Fundamentals of Fluid Flow in Porous Media
Multi-phase Saturated Rock Properties:
Capillary Pressure Hysteresis
It is generally agreed that the pore spaces of reservoir rocks were originally filled with water, after which oil moved into the reservoir, displacing some of the water and reducing the water to some residual saturation. When discovered, the reservoir pore spaces are filled with a connate water saturation and an oil saturation. All laboratory experiments are designed to duplicate the saturation history of the reservoir. The process of generating the capillary pressure curve by displacing the wetting phase, i.e., water, with the non-wetting phase (such as with gas or oil), is called the drainage process. This drainage process establishes the fluid saturations which are found when the reservoir is discovered. The other principal flow process of interest involves reversing the drainage process by displacing the non-wetting phase (such as with oil) with the wetting phase, (e.g., water). This displacing process is termed the imbibition process and the resulting curve is termed the capillary pressure imbibition curve. Figure 2‑61 shows typical drainage and imbibition capillary pressure curves. The two capillary pressure-saturation curves are not the same.

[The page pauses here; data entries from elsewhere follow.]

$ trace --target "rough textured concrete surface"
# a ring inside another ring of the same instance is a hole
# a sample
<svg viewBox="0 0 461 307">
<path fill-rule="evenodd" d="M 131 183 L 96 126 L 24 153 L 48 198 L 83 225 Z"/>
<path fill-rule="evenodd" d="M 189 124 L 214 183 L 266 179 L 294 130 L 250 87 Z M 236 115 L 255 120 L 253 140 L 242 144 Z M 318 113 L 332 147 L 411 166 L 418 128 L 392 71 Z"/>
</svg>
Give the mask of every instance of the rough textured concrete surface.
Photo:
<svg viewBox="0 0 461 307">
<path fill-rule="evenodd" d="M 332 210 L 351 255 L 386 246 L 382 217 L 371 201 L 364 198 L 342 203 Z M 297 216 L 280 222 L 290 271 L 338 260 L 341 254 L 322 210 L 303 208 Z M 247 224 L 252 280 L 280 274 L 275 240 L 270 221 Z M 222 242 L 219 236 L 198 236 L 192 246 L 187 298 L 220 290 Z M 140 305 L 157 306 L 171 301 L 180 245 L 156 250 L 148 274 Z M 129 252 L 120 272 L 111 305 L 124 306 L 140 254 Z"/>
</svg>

Figure 2-61: Capillary Pressure Curve
As can be seen in Figure 2‑61, the reduction of non-wetting phase saturation, Snw, or alternatively an increase in the wetting phase saturation, Sw, is much less over the same incremental change in pressure during drainage, i.e., there is capillary pressure hysteresis:
On the other hand at the same saturation capillary pressure in imbibition and drainage process are different. This difference in the saturating and de-saturating of the capillary-pressure curves is closely related to Contact Angle Hysteresis during the displacement.